Food, when you grow it yourself, has a different sense of reward when you eat it. When you can put flavor into your food and you grew it yourself, what’s better than that? You feel like you earned it.

WTS: What are some of your favorite tomatoes and your favorite dishes that you enjoy creating with them?

JC: At Enoteca we have several dishes, but here’s one. There’s a particular strain of San Marzano tomato called the San Marzano Redorta. San Marzanos are the tomato of choice for sauce. This is a strain that’s cultivated in the North of Italy in Bergamo, which is up by the Alps, way up there. And for whatever reason, these things grow really, really big and long. But the size doesn’t affect the flavor; the flavor is by far one of the best tomatoes in the world. It has a rich—and not overtly so—but an earthy flavor to it, a deep, rich savory flavor when you eat it raw. They’re great to make a sauce out of, but to eat them raw is an unbelievable thing. The flavor is so profound and strong.

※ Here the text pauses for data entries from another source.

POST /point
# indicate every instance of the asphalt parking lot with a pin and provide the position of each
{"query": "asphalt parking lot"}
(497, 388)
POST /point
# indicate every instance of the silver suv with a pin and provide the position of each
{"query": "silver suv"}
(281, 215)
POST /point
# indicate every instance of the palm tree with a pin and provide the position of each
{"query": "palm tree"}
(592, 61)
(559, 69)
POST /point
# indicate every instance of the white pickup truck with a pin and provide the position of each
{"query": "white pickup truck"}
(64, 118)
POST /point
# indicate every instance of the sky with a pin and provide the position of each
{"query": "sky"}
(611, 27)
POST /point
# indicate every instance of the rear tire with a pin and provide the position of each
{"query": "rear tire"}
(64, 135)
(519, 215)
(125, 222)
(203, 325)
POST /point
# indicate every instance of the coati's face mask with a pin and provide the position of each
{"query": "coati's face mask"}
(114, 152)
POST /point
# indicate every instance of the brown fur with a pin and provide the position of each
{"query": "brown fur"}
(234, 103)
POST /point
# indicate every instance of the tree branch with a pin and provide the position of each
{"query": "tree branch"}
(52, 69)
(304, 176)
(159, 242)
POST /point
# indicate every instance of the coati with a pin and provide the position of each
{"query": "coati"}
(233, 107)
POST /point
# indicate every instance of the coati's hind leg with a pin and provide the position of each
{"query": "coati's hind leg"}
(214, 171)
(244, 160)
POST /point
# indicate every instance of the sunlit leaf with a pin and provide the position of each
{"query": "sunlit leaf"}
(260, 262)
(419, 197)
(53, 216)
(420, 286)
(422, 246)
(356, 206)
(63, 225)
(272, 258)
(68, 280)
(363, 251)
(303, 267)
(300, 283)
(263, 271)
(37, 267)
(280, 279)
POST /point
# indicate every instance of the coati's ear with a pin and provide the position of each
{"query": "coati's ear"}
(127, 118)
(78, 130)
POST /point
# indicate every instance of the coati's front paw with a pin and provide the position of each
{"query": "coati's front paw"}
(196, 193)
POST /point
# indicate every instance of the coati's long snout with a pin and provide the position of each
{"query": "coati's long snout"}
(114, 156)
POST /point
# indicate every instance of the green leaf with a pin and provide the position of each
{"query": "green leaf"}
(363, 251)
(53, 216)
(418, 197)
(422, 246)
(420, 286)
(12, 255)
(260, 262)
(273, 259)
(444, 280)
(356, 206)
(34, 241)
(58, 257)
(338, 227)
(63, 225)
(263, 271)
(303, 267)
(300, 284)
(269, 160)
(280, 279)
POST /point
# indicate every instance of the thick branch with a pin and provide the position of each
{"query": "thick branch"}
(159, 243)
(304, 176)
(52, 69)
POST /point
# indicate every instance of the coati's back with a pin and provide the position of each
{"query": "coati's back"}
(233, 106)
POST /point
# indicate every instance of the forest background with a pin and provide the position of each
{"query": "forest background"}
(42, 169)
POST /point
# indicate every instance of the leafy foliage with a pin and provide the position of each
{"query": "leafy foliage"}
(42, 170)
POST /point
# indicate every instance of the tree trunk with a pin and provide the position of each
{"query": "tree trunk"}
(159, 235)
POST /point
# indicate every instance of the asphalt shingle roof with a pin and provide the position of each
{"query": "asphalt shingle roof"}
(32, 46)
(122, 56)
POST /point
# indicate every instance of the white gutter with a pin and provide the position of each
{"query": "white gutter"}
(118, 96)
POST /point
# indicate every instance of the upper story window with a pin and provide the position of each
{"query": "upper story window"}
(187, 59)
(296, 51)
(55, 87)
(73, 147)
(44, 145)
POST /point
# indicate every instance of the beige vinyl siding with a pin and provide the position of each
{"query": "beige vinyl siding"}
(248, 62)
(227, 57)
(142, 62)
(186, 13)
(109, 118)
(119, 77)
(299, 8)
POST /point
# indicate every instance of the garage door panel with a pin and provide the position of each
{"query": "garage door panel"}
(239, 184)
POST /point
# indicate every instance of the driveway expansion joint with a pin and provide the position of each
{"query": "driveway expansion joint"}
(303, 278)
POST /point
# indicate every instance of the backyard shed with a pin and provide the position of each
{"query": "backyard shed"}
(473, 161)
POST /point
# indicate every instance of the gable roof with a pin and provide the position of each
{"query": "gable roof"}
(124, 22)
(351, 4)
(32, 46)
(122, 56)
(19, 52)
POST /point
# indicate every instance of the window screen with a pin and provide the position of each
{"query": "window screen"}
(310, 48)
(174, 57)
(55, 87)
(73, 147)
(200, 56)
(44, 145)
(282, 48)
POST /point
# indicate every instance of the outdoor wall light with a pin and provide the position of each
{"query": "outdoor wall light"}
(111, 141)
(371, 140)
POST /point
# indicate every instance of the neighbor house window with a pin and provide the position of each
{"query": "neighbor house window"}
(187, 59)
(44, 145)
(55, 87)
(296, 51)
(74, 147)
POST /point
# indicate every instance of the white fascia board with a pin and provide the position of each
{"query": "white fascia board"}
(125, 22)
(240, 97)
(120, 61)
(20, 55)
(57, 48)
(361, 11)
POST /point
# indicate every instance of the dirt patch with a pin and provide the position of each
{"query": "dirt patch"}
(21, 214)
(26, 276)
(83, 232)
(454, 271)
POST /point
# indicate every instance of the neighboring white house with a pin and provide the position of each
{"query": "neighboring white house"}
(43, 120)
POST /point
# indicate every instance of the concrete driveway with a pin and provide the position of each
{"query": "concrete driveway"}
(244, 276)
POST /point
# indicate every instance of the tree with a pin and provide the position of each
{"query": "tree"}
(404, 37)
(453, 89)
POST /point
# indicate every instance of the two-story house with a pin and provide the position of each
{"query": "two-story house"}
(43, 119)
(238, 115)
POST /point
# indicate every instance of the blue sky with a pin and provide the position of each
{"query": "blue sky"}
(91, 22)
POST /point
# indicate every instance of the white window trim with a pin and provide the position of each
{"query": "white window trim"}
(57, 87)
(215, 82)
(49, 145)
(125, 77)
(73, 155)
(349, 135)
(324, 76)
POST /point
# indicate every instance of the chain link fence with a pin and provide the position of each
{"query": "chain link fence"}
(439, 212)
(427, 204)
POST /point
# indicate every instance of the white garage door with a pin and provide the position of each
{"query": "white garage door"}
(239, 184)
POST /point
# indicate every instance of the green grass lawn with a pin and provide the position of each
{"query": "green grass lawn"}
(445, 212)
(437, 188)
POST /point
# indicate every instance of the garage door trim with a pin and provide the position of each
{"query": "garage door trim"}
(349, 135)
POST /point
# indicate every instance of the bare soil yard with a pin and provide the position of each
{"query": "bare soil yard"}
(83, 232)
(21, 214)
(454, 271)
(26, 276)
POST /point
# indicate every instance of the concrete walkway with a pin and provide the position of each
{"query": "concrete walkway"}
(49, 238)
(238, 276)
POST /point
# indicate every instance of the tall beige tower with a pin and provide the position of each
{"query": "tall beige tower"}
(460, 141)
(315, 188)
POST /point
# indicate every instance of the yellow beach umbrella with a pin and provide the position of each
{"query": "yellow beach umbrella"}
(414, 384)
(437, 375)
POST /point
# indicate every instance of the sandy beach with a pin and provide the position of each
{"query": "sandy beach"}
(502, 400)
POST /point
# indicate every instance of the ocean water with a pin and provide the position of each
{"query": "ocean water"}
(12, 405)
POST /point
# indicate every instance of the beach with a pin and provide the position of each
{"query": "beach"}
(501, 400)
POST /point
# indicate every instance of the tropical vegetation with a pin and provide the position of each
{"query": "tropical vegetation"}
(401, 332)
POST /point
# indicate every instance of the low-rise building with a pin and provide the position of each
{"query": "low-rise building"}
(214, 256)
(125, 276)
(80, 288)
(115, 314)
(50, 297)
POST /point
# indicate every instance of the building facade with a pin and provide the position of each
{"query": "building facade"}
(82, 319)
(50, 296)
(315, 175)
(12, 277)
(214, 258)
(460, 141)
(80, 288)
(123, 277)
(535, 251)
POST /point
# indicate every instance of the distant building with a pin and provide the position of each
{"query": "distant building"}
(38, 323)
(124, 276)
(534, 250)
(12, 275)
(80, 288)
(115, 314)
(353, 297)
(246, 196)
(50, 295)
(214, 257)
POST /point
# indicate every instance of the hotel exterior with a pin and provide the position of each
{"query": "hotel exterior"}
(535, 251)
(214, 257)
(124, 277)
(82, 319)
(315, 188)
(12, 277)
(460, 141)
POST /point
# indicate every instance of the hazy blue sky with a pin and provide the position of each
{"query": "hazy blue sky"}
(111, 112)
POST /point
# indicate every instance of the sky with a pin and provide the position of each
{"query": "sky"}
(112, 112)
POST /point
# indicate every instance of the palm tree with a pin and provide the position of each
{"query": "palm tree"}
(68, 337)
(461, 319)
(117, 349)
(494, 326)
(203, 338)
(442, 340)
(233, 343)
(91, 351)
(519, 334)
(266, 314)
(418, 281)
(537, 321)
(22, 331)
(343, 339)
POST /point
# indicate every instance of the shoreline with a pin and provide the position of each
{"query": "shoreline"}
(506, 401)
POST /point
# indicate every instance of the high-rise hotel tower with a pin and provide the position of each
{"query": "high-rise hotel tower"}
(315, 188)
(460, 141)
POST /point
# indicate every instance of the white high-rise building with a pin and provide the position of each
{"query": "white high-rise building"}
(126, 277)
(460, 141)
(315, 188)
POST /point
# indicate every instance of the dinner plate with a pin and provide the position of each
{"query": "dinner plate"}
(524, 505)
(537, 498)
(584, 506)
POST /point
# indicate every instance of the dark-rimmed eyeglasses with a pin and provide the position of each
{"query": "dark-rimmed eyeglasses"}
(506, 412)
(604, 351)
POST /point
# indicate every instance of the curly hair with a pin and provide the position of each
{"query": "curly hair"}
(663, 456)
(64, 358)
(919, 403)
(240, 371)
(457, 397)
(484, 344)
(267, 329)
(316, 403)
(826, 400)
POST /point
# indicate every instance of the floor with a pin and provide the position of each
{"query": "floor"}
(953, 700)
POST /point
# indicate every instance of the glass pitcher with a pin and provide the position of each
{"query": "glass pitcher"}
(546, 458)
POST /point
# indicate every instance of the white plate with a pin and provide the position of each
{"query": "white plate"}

What I do with them is I cut them into little medallions on the bias. And there’s a particular type of salami, there are a couple different producers, but I like the Creminelli, and it’s a salami made with Barolo, a wine made with the Nebbiolo grape. And the Creminelli salami has almost the same diameter as the San Marzano Redorta, so what I do is I alternate the medallions of the tomato with the salami, so each time you pick up the tomato with a piece of salami. And from there, you chiffonade some basil, sprinkle it over the top, extra-virgin olive oil—the best quality you can find—drizzle it over the top, add salt and pepper. It’s Italian food in its optimal form with simplicity. That is the thing about Italian food, it’s all about restraint and what not to do or how not to project yourself onto the ingredients, how to marry them and just facilitate them talking with each other as opposed to being an alchemist and projecting your ideas onto the food. And that dish represents that concept in its entirety, and it’s my favorite thing. You get a nice light Nebbiolo d’Alba and have it with that.

The one yellow tomato that I grow is a Russian tomato called an Azoychka, which I got from Gary Ibsen at TomatoFest. It’s a medium-sized yellow tomato with unbelievably gentle flavors to it. And we buy Sicilian tuna from an importer, which is caught and packaged in Sicily, and there’s no other tuna that come in a can like this on the entire planet earth. We get the tuna and make it Mediterranean style with lemon, caper, Italian herbs, fresh basil, and then we score the top of the tomato. Then we stuff the top of the tomato with the tuna and we cover the whole thing with olive oil, and people go berserk over this. I’ve tried it with Italian tomatoes, but nothing works quite like the lighter tomato.

A little bit of the right wine, and some fresh tomatoes, and what more do you want? I’d rather have that than a Tesla.